The home of my childhood sat quite alone in a forest of ponderosa pine and Douglas fir, up a small valley about 10 miles west of Helena, Montana. From the top of the granite-strewn ridge that rose a half mile and 600 feet above, you could see the crest of the Continental Divide five miles to the west, the Gates of the Mountains (described by Lewis and Clark) far to the north where the Missouri River carves through the Big Belts, and beyond that, the edge of the Great Plains. Hiking up to this ridge and its views, you crossed the edge of our property a few feet above the house along an old irrigation ditch and set foot onto a square mile of land managed by the Department of Interior, specifically the Bureau of Land Management (BLM). If one continued southwest along the crest of the ridge toward the higher forests and meadows on the flanks of Black Mountain (and eventually the Divide itself), you left the BLM at a sagging log fence and entered the domain of another federal agency: the Helena National Forest, a branch of the U.S. Department of Agriculture. Every step of this journey past the irrigation ditch took place on land owned by the American people.

For as long as I can remember, I made no distinction between our land and the public land beyond. Heck, it was my literal backyard; no fences intervened. Later, when I moved away from Montana to the urban landscapes of Denver, and now Salt Lake City, the feeling of ownership came with me. Public lands are mine—a place where I can go, almost always free of charge, to recreate in; to relax in; or to spend time with my child, my wife, my dog or simply myself, quiet and alone on the ridges that frame my adulthood. Though I often hike alone, I’m not some curmudgeon elitist; these lands are yours too. Every acre of federal land, BLM, forest service, national parks. Everyone reading this. Your land.

In an age of accelerating wealth inequality in our country, public lands are the most equitable thing we have left.

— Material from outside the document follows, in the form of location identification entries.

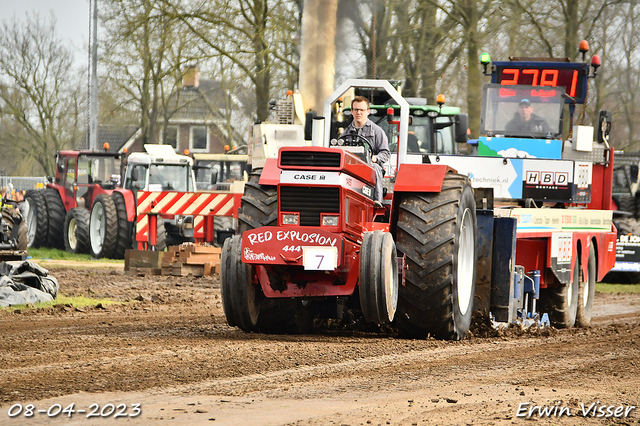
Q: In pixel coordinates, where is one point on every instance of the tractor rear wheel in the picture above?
(37, 219)
(437, 234)
(10, 216)
(103, 227)
(76, 230)
(586, 291)
(241, 299)
(378, 283)
(124, 227)
(259, 204)
(57, 214)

I vote to preserve and manage these lands for the enjoyment of all Americans. I vote because I want my daughter to experience the same (or better) access I had and continue to enjoy. I vote because of the view from my childhood backyard and from the Utah summits of my adult one. But mostly, I vote so every American, regardless of geographic residence or income, can step foot in a forest, field, lakeshore, beach or mountaintop and say, “This is my land.”